Things went quite ok at first. They took care of Sean, getting to know him and themselves as parents. Whenever people would come to visit they would say how lovely Sean is and how he looks after his mother. She would hold him close to her, look into his small brown eyes and smile. But that was it. It was supposed to be one of her life’s greatest joys, but she just didn’t feel that.

Heather told herself that she loved Sean, but she didn’t really feel it in her guts. She took care of him, for sure, but felt like she was going through the motions. Heather nursed him, held him, rocked him to sleep, changed his diapers, but with each day she felt like a technician and not like a mother.

And she slept badly. Really badly, but she told herself that’s just what happens when you have a baby. Terrible thoughts popped into her head. Thoughts like visions of a childless life, of living Sean with a different family and running away. Thoughts that filled her with devastating guilt and shame.

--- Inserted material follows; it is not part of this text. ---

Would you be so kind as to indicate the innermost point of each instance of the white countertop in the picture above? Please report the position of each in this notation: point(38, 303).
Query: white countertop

Heather told no one about how she felt. Especially not to Dan. She watched him with Sean, how he looked into their son’s eyes with a look so loving it hurt her. She felt inadequate, ashamed and worthless. Heather didn’t know what to do.

Heather is not a real person, but her story is based on several different people, all of whom suffered from Postpartum Depression. In this post, I want to talk with you about what postpartum depression is, what does it look like and what can you do about it.

Postpartum Depression VS Baby Blues

Feelings of sadness, melancholy, and fear, and manifestations of mood swings, fits of crying or anxiety are actually quite common after birth. This phenomenon is sometimes called Baby Blues. Usually, the baby blues start in the first couple of days after the birth and last for two or three weeks.

Postpartum depression, on the other hands, lasts longer and is manifested with more severe feelings and symptoms. One of the most important differences between postpartum depression and baby blues that you should know about is that postpartum depression symptoms tend to hinder the parent's ability to take care of the baby.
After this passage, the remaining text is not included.